Sinochem breaks Chinese mould
SINOCHEM is part of a consortium negotiating a farm-in to a highly prospective deep-water Nigerian block, writes Tom Nicholls. The deal may mark a change in the way the Chinese government approaches oil and gas investment, according to a well-placed industry source.
Most Chinese investment in Nigeria's oil sector has happened as a result of government-to-government negotiation; few asset acquisitions have occurred through private-sector negotiation. This deal – in which state-owned Sinochem's interests are being represented by Andaz, a Beijing-based oil and gas consultancy – may be a sign that China is giving its national oil companies greater autonomy in the pursuit of overseas assets. Freeing Chinese companies from tight central control and red tape, the source says, could result in an acceleration of overseas investment.
Little seismic has been done on the block in question, but its proximity to the Akpo and Bonga fields makes the acreage highly prospective. The right to develop the block is held by a Nigerian biofuels company and was granted in exchange for a pledge by that company to build an ethanol plant in northern Nigeria. If it does not take up that right, the block would revert to ONGC Mittal, which has offered a signature bonus of $100m, of which $25m has been deposited with Nigeria's Department of Petroleum Resources.
Sinochem, which has until now been overshadowed by CNPC, Sinopec and CNOOC on the international stage, is grouped with two other companies in the consortium – one from Asia and one from Europe.
There is no doubt that Chinese companies are keen to invest more in Nigeria's oil sector.
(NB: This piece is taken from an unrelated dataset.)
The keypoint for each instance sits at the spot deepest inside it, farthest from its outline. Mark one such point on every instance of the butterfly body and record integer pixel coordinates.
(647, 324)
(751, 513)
In July 2005, China and Nigeria signed an $0.8bn crude-sale agreement, for 30,000 b/d of exports to China over five years. Last year, CNOOC took on four oil blocks in exchange for commitments to spend an estimated $4bn on infrastructure projects (see main story). In January 2006, CNOOC agreed to pay $2.27bn, plus $424m in expenses, to South Atlantic Petroleum for a 45% working interest in the OML 130 offshore licence, mainly covering Nigeria's undeveloped Akpo field.
Hu woos Chad
CHAD is the latest African nation to receive the royal Chinese diplomatic treatment. Early last month, Chinese president Hu Jintao dispatched his foreign minister, Li Zhaoxing, to Chad and six other African countries.
A few days later, EnCana announced the sale of its Chad exploration assets to China National Petroleum Corporation for around $200m, marking its withdrawal from exploration in Africa. EnCana has operated an exploration programme in Chad since 2002, drilling 11 exploration wells, with "encouraging results". The Canadian company says it is leaving Chad as part of its strategy to focus on North America.
Growing Chinese involvement in Chad is no surprise: last year, the central African country cut diplomatic relations with Taiwan and opened official links with Beijing as a prelude to closer ties. Beijing's decision to invest in Chad poses another challenge to the dominance of Western firms – in this case ExxonMobil and Chevron. There is speculation that China is considering building a pipeline across Chad to the Sudanese coast to export to its home market. According to Global Insight's Thomas Pearmain: "All the signs point to China investing heavily in Chad."